Egyptian liberals had expected that the administration’s withdrawal of support for Mubarak would benefit them, but the American left had become far closer to the Muslim Brotherhood than to them. Instead of aiding the left, it aided the Brotherhood. The Egyptian liberals were a world away while the Brotherhood’s activists sat in the left’s offices and spoke in the name of all the Muslims in America.

The [American] left had made common cause with the worst elements in the Muslim world. It formed alliances with Muslim Brotherhood groups, accepting them as the only valid representatives of Muslim communities while denouncing their critics, both Muslim and non-Muslim, as Islamophobes. [Emphasis added.]

. . . .

When Obama declared to the UN that the future must not belong to those who criticize Islam’s brutality, bigotry and abuse of women, he was also defining whom it must belong to. If the future must not belong to those who slander Mohammed, it will instead belong to his followers and those who respect his moral authority enough to view him as being above criticism in image, video or word. [Emphasis added.]

With these words, Obama betrayed America’s heritage of freedom and announced the theft of its future. The treason of his unholy alliance with Islam not only betrays the Americans of the present, but deprives their descendants of the freedom to speak, write and believe according to their conscience.

Obama has placed the full weight of the government’s resources behind Islam. He has suppressed domestic dissent against Islamists like the Muslim Brotherhood while aiding their international goals.

Is Osama Obama worse than Napoleon?

Napoleon represented a nation which, during the French Revolution, had become largely secular. Obama’s America, under His “leadership,” is becoming largely secular. Napoleon sought, and Obama seeks, each in his own way, to promote himself as deserving the approbation of Islam. Napoleon sought power and glory by lying. Obama does much the same, but He most often lies to the denizens of His America.

In the years immediately following the French Revolution, France was considered a great nation. When Obama took office, America was as well. Although some still celebrate America’s freedoms from tyranny on Independence Day, during the Reign of Obama she has become less free and large numbers of “His people” have become increasingly dependent. It’s time to put America back the way she was.

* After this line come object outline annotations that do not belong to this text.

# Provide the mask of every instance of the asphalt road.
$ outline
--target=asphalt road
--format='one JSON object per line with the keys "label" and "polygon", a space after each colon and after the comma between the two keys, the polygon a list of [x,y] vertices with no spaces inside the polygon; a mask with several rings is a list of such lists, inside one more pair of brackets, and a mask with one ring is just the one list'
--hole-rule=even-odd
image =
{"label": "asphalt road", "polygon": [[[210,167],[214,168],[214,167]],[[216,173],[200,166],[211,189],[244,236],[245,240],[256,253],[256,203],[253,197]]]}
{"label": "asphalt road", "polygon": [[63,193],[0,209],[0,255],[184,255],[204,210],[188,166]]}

Oh well. Please see also, Pulling down the slaver flags of Islam and Africa.

Postscript: I have read of no reported Independence Day incidents of workplace violence random violence Islamic terror attacks on Obama’s America. Might it be possible that Obama has convinced the (non-Islamic) Islamic State, et al, that, so long as He remains in power, terror attacks would interfere with His plans to promote Islam and otherwise to destroy the nation.